At Christmastime you will find a parade like no other. The uniqueness in costumes and floats are a sight to behold. The parade doesn’t start until evening with the celebration running all night and into late the next morning. The parade is called Junkanoo and it is a Bahamian cultural celebration that takes place every boxing day1 (the day after Christmas) and new year’s day bringing a cavalcade of color, music, dance, and spirituality to the streets of New Providence in a celebration that represents freedom. It was how the slaves expressed jubilation from their lives of captivity.
In slavery times, the Bahamian people were brought to a new world of strange sights, sounds, and tastes as well as people who were vastly different from themselves. In order to keep the connection with their homeland, they did what they knew; they celebrated. Through this celebration they resisted their oppression on two of the three days of rest given to them each year: the day after Christmas (boxing day) and New Years Day. Junkanoo has been an important part of the development of the Bahamian culture. After slavery was abolished, the festival continued; it has been claimed as an important part of Bahamian culture.

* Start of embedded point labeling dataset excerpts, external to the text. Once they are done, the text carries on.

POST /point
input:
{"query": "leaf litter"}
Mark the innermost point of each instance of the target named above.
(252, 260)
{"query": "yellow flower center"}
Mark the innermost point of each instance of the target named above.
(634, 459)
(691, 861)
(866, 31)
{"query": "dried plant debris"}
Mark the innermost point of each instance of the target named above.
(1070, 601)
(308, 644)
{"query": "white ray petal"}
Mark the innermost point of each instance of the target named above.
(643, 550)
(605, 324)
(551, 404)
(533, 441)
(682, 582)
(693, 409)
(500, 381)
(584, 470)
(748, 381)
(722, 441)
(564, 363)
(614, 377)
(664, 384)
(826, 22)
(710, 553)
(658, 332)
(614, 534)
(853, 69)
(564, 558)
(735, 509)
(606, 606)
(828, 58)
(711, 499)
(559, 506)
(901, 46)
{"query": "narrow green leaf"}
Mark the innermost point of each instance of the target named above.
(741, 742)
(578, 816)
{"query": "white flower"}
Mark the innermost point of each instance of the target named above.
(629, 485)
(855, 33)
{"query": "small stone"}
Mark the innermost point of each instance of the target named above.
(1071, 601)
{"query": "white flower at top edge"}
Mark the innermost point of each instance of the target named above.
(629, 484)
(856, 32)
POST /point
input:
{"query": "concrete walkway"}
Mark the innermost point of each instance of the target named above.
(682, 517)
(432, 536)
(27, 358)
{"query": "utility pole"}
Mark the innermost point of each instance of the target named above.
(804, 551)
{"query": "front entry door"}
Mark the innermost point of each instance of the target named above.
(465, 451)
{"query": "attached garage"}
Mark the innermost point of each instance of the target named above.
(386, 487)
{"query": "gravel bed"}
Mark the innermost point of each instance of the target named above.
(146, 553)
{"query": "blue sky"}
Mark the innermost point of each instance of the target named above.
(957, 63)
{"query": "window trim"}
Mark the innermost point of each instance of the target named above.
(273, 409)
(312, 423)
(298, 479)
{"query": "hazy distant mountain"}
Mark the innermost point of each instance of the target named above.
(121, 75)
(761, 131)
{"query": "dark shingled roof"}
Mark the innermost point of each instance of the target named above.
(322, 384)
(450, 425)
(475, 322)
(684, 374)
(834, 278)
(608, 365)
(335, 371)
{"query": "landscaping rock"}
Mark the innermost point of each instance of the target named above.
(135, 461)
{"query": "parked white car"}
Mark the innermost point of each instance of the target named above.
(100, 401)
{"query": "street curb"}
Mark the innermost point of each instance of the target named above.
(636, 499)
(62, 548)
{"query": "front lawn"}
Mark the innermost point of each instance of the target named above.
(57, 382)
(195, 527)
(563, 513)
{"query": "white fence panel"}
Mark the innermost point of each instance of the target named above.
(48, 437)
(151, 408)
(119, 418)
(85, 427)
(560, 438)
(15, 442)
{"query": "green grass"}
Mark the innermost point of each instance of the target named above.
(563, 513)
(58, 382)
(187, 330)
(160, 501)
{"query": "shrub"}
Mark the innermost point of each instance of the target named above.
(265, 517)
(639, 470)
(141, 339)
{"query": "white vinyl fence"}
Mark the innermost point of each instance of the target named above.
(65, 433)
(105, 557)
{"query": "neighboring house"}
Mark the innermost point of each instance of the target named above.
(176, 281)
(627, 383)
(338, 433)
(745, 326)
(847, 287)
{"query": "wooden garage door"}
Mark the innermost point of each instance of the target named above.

I never tire of watching the fabulous costumes, floats, and marching bands each year. Just when you think it couldn’t get any better, it does. Check out some of my pictures.
By the way, if you’re into shopping, especially, for luxury items such as watches, diamonds, and gems, Nassau has a great shopping district. I’ve purchased rings, bracelets, watches and other fine items during my visits over the years. With prices being negotiable, I have done just that. I have successfully negotiated all of my purchases to a price with which I could live with. Never could you do that in the States, but you can always haggle when you’re visiting the Bahamas and the islands of the Caribbean.
I must tell you, though, staying on Paradise Island is pricey; four dollar signs ($$$$). Very expensive! I personally landed into a sweet deal for lodging because of a friend. That friend had a timeshare of 30+ years in a little three-story U-shaped building right on a parcel of property nestled across a dredged out waterway for the yachts of the Atlantis marina. Spectacular views, close to everything you could imagine or want in a vacation. I wanted to stay there for two reasons, 1) my dear friend was there at her timeshare and 2) who wouldn’t want to live in Paradise for a week or more. So I went searching for a owner that was looking to rent their timeshare. Bingo! I found someone who no longer used their timeshare and my foot got in the door; a wonderful affordable place to stay on Paradise Island was then open to me.
If you ever feel the need to break away from your normal Christmas traditions, a holiday on Paradise Island is my recommendation.
1 Boxing day…In the Caribbean regions that were once under British rule, the charity box exchange on December 25 wasn’t between aristocrats and employees–it was between slave-owners and their slaves. Boxing Day was likely the only day off from forced labor that slaves received all year.